Bush credibility rests in probe: Senators

AP, Washington
The credibility of President Bush and the nation are at stake with the information that led the United States into the Iraq war, two members of the Senate Intelligence Committee say.

Investigations under way by the committee's staff, the CIA and the FBI marked a good beginning, Sens. Jay Rockefeller, D-W.Va., and Chuck Hagel, R-Neb., said Sunday on CNN's "Late Edition."

"Ultimately, the public needs to be reassured that, in fact, the intelligence the president was given....(and) was used, and how he framed the debate and the decision to go into Iraq, was intelligence that they can have confidence in," Hagel said.
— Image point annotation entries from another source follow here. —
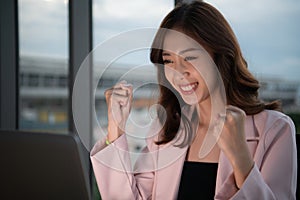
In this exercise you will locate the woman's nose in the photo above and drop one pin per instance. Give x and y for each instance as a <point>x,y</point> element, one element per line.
<point>181,68</point>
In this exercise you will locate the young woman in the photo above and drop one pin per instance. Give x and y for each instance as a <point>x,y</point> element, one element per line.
<point>204,83</point>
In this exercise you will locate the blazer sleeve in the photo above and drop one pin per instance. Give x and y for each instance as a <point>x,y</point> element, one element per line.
<point>275,176</point>
<point>114,175</point>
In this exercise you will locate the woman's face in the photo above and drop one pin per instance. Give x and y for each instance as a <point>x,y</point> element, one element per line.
<point>188,67</point>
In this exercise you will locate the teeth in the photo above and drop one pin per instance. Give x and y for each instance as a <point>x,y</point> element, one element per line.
<point>188,87</point>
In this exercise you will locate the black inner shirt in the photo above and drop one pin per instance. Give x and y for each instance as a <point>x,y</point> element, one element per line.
<point>198,181</point>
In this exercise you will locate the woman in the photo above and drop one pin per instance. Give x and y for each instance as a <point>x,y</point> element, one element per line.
<point>252,154</point>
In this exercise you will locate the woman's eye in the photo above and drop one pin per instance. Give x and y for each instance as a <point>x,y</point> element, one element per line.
<point>167,61</point>
<point>189,58</point>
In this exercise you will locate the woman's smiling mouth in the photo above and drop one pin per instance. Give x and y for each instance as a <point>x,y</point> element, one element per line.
<point>188,88</point>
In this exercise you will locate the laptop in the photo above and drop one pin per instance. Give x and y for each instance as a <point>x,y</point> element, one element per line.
<point>42,166</point>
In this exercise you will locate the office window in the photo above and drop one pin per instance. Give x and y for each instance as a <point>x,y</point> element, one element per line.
<point>43,40</point>
<point>115,17</point>
<point>269,39</point>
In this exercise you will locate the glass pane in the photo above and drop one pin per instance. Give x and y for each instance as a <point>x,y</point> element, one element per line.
<point>43,38</point>
<point>269,39</point>
<point>111,19</point>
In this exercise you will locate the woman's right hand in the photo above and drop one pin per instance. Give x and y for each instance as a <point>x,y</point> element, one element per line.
<point>118,99</point>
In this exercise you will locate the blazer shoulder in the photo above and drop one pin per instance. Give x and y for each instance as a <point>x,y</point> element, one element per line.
<point>272,124</point>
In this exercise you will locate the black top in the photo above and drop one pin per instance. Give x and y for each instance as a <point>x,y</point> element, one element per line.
<point>198,181</point>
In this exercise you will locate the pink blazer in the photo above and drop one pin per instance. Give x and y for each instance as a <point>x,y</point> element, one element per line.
<point>271,139</point>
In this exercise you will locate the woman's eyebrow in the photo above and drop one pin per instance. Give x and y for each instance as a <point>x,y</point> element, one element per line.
<point>166,54</point>
<point>190,49</point>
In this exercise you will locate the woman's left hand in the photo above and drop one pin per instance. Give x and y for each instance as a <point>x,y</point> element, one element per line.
<point>232,142</point>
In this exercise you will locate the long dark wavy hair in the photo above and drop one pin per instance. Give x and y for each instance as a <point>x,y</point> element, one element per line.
<point>207,26</point>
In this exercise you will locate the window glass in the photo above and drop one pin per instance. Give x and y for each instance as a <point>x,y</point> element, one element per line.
<point>110,19</point>
<point>268,33</point>
<point>43,40</point>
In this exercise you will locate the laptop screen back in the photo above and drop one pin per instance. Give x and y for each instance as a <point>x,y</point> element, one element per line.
<point>42,166</point>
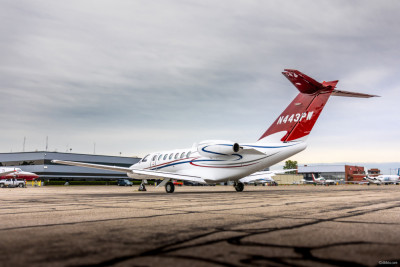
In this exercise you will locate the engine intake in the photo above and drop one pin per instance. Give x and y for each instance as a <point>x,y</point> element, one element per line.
<point>217,148</point>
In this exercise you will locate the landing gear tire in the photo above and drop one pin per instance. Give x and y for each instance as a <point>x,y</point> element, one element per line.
<point>169,187</point>
<point>142,187</point>
<point>239,187</point>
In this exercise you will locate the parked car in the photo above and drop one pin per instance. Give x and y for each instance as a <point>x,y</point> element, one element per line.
<point>12,183</point>
<point>124,182</point>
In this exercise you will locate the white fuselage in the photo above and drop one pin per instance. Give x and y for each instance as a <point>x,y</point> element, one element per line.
<point>218,168</point>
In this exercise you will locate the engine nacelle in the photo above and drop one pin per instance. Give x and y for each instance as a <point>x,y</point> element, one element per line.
<point>218,148</point>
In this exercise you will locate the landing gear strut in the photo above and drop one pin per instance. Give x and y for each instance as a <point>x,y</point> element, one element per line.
<point>170,187</point>
<point>239,186</point>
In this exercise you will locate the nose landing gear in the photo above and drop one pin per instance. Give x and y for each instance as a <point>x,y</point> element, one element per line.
<point>169,187</point>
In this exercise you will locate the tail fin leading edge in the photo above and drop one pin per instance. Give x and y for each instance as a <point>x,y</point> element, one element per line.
<point>298,119</point>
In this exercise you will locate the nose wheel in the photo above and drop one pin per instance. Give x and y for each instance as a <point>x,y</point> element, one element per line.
<point>169,187</point>
<point>142,187</point>
<point>239,187</point>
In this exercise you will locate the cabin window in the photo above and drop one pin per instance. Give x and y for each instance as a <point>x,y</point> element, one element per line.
<point>145,158</point>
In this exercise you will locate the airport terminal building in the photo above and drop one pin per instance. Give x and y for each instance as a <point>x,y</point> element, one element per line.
<point>334,172</point>
<point>40,163</point>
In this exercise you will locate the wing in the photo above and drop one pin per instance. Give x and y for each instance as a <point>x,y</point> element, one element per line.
<point>141,174</point>
<point>5,173</point>
<point>94,166</point>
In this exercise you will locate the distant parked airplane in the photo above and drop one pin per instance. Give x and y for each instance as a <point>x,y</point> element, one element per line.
<point>6,173</point>
<point>382,179</point>
<point>217,161</point>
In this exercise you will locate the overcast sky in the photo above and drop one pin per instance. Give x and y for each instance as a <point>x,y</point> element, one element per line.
<point>141,76</point>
"And that's, by the way, important for the world to have that same confidence in our word."

A crucial question will be to determine how Bush's State of the Union address on Jan. 28 came to include a reference to what US intelligence had determined was an incorrect British report that Iraq was shopping for uranium in Africa.

"There are plenty of investigations, and the question is, what's the point of them?" said Rockefeller, the intelligence committee's vice chairman. "The point of them is to find out if we were being misled, if somebody inserted that in" despite earlier objections by CIA Director George Tenet.

On "Fox News Sunday," Rockefeller said Bush could make the controversy go away by coming clean whether the justification for war was exaggerated. "It's just a question of was it right, or was it wrong?" he said.

Rockefeller said the argument should not be personalised or politicised. Because of Bush's policy of maintaining the right of pre-emptive attacks against potentially dangerous governments, he said, "intelligence is the basis now of war-fighting."

Therefore, Rockefeller said, "it's very important to intelligence to say that facts really do matter, they count, they have to be accurate."